À l’occasion de la Journée mondiale du Travail célébrée ce 1er mai 2026, il attire l’attention de l’opinion publique sur un secteur longtemps négligé. Il appelle notamment à une meilleure valorisation des travailleurs domestiques et à la reconnaissance de leurs droits fondamentaux.
Selon lui, ces travailleurs doivent être traités sur un pied d’égalité avec les autres catégories professionnelles, au regard des services essentiels qu’ils rendent à la communauté.
« Parmi les droits des travailleurs domestiques, il y a le droit au repos et le droit au congé, comme pour tous les autres travailleurs.
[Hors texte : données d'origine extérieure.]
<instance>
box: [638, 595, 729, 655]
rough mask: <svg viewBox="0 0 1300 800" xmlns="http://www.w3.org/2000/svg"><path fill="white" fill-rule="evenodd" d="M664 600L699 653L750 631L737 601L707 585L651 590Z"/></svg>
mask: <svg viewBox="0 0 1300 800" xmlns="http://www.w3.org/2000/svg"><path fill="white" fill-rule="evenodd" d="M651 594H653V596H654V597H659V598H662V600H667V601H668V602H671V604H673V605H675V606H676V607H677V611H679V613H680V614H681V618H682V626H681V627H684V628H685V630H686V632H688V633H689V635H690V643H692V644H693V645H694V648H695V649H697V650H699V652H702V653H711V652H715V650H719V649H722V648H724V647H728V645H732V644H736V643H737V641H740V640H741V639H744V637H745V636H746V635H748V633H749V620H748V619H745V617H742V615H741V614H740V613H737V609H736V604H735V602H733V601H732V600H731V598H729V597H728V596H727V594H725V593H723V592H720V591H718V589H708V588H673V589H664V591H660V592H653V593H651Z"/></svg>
Aujourd’hui, beaucoup ont pu se reposer pour célébrer cette journée. Pourquoi pas les travailleurs domestiques ? Nous constatons que nombreux sont ceux qui, dans les ménages, ne bénéficient pas réellement de ce droit », déplore-t-il.
Steven Okito souligne également les actions de sensibilisation menées par son organisation : « Nous organisons des campagnes porte-à-porte et des sensibilisations à travers les médias pour encourager les employeurs à accorder du repos à ces travailleurs, car ils sont des travailleurs comme les autres. »
La Journée mondiale du Travail, également appelée Fête du Travail, est célébrée le 1er mai dans de nombreux pays. Elle commémore les luttes ouvrières du XIXe siècle, notamment la grève du 1er mai 1886 aux États-Unis, au cours de laquelle des milliers de travailleurs revendiquaient la journée de travail de huit heures.
Cette journée vise à mettre en lumière les conditions de travail, les droits des salariés ainsi que les enjeux liés au marché de l’emploi, tels que la précarité, le chômage, l’égalité des chances et la protection sociale.